Des milliers de personnes sont déjà mortes en se battant pour notre poésie commune : les océans, les forêts, les peuples autochtones, les éléphants !
Même chez nous en France, des citoyens risquent leur santé, leur liberté et leur vie. Notre Dame des Landes, Bure et le projet d’enfouissement des déchets nucléaires…
Rémi Fraisse est mort d’une grenade offensive alors qu’il s’opposait à la construction du barrage de Sivens dans le Tarn ! Ce nombre augmentera car les combats se multiplient et s’intensifient partout sur Terre.
“Je pense donc nous sommes” est ma nouvelle devise. Un seul de mes actes destructeurs, même minime, c’est potentiellement celui de toute l’humanité. Moi, c’est tous les autres. Je suis tous les autres !
Comment vous projetez-vous dans les années à venir ?
Il y a un côté très néfaste à toujours être dans l’anticipation des choses. Le présent n’existe plus dans nos vies. Quand j’étais petite, je faisais beaucoup de cauchemars où je marchais au milieu des ruines. Et je pense que je vais vivre cela.
J’ai parfois hâte que les catastrophes arrivent pour que cela change vite… Si nous vivions au Pakistan, nous serions déjà au cœur du chaos et, comme eux, nous aurions peur ! Nous vivons encore dans le luxe d’une certaine insouciance et nous ne nous en rendons même pas compte.
Tout n’est pas perdu pour autant. Les plans de renforcement des populations animales mis en place fonctionnent. Du temps de nos grands-parents ou de nos parents, les populations de loups, de lynx, d’aigles, de vautours, de faucons pèlerins, de castors ou de loutres étaient en grand danger d’extinction.

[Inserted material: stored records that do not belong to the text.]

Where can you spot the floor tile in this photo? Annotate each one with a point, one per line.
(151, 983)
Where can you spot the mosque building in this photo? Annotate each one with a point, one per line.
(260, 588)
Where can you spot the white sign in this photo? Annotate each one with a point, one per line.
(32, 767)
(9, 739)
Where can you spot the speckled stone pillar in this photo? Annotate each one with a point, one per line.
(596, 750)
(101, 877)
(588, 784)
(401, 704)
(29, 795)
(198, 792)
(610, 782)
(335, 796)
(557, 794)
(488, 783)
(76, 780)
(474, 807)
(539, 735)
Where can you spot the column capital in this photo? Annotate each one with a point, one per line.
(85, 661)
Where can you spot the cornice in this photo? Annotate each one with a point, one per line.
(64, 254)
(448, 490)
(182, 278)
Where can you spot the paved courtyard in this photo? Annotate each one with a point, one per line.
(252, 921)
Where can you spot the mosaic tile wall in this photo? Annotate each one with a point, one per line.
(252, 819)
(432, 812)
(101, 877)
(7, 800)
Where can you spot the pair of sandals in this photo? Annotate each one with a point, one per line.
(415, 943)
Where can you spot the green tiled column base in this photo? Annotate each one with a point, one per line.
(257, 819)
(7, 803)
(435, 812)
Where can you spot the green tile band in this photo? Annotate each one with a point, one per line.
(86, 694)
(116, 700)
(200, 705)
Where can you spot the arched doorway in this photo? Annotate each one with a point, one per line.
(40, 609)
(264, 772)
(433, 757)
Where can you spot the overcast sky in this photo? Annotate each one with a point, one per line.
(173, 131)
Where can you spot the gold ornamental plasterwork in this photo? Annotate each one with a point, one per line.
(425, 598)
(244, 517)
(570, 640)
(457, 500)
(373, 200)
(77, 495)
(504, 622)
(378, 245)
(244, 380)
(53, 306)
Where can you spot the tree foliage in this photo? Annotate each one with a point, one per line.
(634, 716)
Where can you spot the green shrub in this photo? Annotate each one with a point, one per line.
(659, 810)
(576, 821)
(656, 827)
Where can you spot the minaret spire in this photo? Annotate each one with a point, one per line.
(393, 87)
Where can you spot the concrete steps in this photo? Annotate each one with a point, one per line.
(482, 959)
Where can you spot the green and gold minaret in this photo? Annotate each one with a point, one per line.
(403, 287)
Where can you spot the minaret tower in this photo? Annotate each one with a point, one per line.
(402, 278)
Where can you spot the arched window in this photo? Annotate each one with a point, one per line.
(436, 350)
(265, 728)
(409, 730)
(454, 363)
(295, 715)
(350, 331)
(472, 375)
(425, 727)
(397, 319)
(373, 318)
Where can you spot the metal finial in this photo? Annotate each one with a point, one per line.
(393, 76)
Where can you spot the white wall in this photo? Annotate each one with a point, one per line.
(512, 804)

Aujourd’hui, nous avons réussi à leur refaire de la place. Quand nous réglementons et agissons, cela est possible ! Mais bien sûr, encore faut-il que les écosystèmes restent accueillants…
Le Grand Tétras, un gallinacé qui vit dans les Vosges dont il reste peut-être 10 représentants, risque fort de disparaître car, même si des projets de réintroduction sont prévus avec des individus venus de Norvège, le réchauffement climatique rapide ne leur permettra pas de s’adapter et continuer à vivre dans nos régions.
Souhaitez-vous avoir des enfants ?
J’ai changé d’avis sur cette question car pendant longtemps je n’en voulais pas, principalement pour des raisons écologiques.
Mais mon grave accident m’a fait voir la vie différemment et considérer la mort comme un passage, un cycle naturel et non plus comme une fin dramatique.
Aujourd’hui j’ai envie de mettre de la vie dans la vie. Les enfants et les animaux nous rappellent à cette source d’émerveillement sans fin, qualité indispensable à la préservation de la Vie.